LONDON, Ohio — Expect the bumpy ride in the grain markets to continue through the end of the year.
That was the consensus as Dr. Matt Roberts talked about the grain markets at the Farm Science Review.
The ag economist emphasized that anyone involved in the commodity market has to keep his attention on just about everything.
“There is nothing you can ignore. Everything that can affect the grains markets is,” said Roberts.
Factors such as the state of the harvest, the late planting, the conditions at pollination and the weather all affect whether the markets go up or down.
And another major factor influencing the market is comments and actions by Federal Reserve Chairman Ben Bernanke.
Roberts gave this example: On Sept. 21, Bernanke said there were significant downside risks to the U.S. economy. His comments influenced the market enough to cause prices to fall overnight and into the next day. Corn fell 20 cents overnight and soybeans fell 30 cents.
Roberts said it is estimated that there is a one in three, or one in two chance that the United States could slip into another recession because of world events, and said the Greek debt crisis is also a contributing factor to the wild ride in the grain markets.
Germany and the European banks are some of the largest holders of the Greek debt and if they are not able to balance their books, then the residents in those countries could be affected, which would mean cutbacks in budgets. Basically, Roberts explained, this is interpreted as not as many livestock to feed, so less grain is needed.
And one other area of the world to keep an eye on is China. Roberts said if the European Union and the United States would slip into a recession it may mean that China may need less grain because its economy may not grow as quickly as it is now. This may mean fewer Chinese consumers will be able to afford the quality of food they now have — which would mean less grain for livestock and possibly less soybeans for the rest of their diet.
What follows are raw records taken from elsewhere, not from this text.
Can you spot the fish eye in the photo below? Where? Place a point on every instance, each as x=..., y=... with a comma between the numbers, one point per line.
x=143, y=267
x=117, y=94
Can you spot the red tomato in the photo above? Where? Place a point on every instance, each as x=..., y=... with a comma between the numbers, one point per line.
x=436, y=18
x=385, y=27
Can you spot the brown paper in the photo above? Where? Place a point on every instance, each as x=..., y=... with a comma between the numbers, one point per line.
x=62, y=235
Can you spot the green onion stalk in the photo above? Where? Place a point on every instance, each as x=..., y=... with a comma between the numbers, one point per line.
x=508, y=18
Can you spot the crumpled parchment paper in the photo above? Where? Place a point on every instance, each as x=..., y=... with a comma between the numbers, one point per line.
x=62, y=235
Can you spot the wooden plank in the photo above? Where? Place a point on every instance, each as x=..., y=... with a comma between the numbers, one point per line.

In short, Roberts said if the global economy slips back into a recession then the demand for grain could fall and so could the price.
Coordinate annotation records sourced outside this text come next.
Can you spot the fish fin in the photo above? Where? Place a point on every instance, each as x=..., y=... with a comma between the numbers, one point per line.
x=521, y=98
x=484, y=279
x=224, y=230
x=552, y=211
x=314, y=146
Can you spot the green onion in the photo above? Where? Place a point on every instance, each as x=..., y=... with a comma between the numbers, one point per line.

However, Roberts said there is some positive news people can take from the markets — it is obvious that when there are economic doubts worldwide, people still lean toward America.
“When things go sideways in the world, people still put their trust into the U.S.A.,” said Roberts.
The grain market guru, as Moderator Stan Ernst called Roberts during the seminar, said anyone watching the market can expect a tremendous amount of volatility in the next few months, maybe even the next couple of years.
High still to come
One question raised by the “Question the Authorities” audience was what to do if you have unsold corn from the harvest of 2011.
Roberts said he expects there to be at least one more opportunity to hit a high price. He expects corn to top $6.40 a bushel again and maybe even $7 some time in December. However it will happen before Jan. 15.
“Don’t look to store it. This is not going to be the case this year,” said Roberts.
He said there will be two events that will trigger higher grain prices.
One will be in October when the FSA releases their acreage reports and the resulting USDA NASS reporting, and then again around Thanksgiving when the government begins to bid for between 93- 96- million acres of corn.
“Don’t get greedy on this. Remember bulls get fed and hogs get slaughtered,” said Roberts.